Thermonuclear explosion. Ahem.

See here — Google is your friend.

For the computer security man and AP reporter:

Fellows, regardless of your position on the story, nuclear reactors generate energy through fission. A thermonuclear reaction is the hydrogen bomb, a different animal. Sadly, nuclear reactors aren’t potential fusion bombs.

Oof. The only thing that’s gone thermonuclear on Stuxnet is the reporting, so to speak.

Route this one to trash.

Actually, there’s a bit of humor here.

If Stuxnet actually could cause a thermonuclear explosion, the presumed joint Israeli/US malware operation would have accidentally given the Iranians a much bigger bomb than the one they’re trying to make.

2 Comments

  1. Major Variola (ret) said,

    February 1, 2011 at 7:55 pm

    Odd —Langner is pretty smart, to confuse these things.

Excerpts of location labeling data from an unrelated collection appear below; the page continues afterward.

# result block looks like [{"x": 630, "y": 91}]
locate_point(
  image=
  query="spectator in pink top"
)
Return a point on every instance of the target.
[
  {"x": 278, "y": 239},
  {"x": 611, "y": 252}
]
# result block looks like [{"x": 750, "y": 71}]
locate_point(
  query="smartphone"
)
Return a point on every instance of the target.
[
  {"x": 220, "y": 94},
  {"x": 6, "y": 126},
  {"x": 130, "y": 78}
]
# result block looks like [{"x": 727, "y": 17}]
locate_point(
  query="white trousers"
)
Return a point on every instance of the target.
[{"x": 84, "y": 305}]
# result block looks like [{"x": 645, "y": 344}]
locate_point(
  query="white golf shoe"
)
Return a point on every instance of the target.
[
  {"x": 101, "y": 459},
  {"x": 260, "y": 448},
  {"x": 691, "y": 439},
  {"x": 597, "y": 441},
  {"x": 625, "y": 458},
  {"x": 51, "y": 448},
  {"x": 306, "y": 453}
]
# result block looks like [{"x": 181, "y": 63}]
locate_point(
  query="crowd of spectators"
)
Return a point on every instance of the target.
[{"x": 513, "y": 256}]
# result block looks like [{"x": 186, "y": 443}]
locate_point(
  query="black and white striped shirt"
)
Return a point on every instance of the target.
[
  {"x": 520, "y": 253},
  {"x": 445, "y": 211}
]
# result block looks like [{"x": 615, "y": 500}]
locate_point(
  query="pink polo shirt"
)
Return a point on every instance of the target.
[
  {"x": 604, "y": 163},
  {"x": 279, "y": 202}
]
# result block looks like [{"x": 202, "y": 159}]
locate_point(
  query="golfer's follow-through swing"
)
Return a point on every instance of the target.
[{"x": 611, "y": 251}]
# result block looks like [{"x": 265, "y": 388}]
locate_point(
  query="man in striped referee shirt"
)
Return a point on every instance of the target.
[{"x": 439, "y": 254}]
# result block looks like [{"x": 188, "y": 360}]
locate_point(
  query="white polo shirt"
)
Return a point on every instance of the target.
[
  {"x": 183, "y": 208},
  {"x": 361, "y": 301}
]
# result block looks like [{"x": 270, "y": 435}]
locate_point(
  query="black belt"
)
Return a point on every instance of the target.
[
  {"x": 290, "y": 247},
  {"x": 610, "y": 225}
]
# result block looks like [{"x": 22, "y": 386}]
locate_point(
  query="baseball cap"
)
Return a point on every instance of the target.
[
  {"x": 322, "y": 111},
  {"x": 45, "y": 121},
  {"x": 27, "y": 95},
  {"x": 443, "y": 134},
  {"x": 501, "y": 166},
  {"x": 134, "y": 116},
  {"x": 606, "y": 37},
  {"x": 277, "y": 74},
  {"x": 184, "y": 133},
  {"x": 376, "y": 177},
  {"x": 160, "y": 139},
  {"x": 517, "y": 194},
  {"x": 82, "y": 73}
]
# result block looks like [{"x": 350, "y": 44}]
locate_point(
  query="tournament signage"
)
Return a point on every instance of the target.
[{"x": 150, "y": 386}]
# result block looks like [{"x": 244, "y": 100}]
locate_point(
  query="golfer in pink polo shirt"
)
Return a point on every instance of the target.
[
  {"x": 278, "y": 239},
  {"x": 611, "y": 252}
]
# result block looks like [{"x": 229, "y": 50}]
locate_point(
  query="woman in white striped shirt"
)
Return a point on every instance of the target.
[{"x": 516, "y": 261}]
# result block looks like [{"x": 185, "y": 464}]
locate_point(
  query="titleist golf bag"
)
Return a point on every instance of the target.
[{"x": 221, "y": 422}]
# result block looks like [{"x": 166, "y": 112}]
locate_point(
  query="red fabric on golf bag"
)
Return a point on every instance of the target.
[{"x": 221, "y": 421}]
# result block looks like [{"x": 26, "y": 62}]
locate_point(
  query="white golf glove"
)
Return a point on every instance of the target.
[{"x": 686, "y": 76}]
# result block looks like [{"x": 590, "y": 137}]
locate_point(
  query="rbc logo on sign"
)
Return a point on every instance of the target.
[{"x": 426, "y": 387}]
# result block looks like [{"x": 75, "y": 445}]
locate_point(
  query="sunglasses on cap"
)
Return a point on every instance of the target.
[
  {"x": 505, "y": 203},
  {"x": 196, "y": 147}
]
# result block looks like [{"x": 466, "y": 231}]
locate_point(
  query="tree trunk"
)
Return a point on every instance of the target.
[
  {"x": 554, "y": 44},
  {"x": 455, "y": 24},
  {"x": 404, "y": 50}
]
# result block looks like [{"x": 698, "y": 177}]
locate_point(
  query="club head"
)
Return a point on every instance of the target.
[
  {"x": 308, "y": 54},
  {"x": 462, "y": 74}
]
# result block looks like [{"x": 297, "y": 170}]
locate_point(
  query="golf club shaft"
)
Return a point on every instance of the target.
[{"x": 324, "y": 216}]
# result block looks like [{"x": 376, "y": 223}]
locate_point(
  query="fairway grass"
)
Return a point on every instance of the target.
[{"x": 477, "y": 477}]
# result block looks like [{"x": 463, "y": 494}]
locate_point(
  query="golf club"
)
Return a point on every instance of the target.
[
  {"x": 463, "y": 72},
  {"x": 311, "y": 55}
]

    Look up zippe centrifuges, resonance, bellows, critical speed.

    Suddenly slowing the rotors, as Stuxnet did, will trash them. The Iranians probably lost a few hundred to thousand columns before they got a clue.
    The rootkit (hiding) aspects of S. no doubt impeded debugging.

    Attach a drinking straw to dremel and spin.

  2. George Smith said,

    February 1, 2011 at 8:35 pm

    Unfortunately, the story has grown well beyond reliable reporting. The original NYT piece that bases all failure on Stuxnet buried the news that the Iran’s centrifuges are unreliable kit. Even sans a push, they fail. And, one might assume, the longer they run the more the likelihood of failure perhaps complicated by poor technical administration. So did Stuxnet give them a push or did it not even matter? One cannot say from the news that’s available.

    Anyway, last item of the day — on the movie Iranium — shows the far right GOP doesn’t give a shit about that anyway. It wants to bomb Iran and has made a movie about it.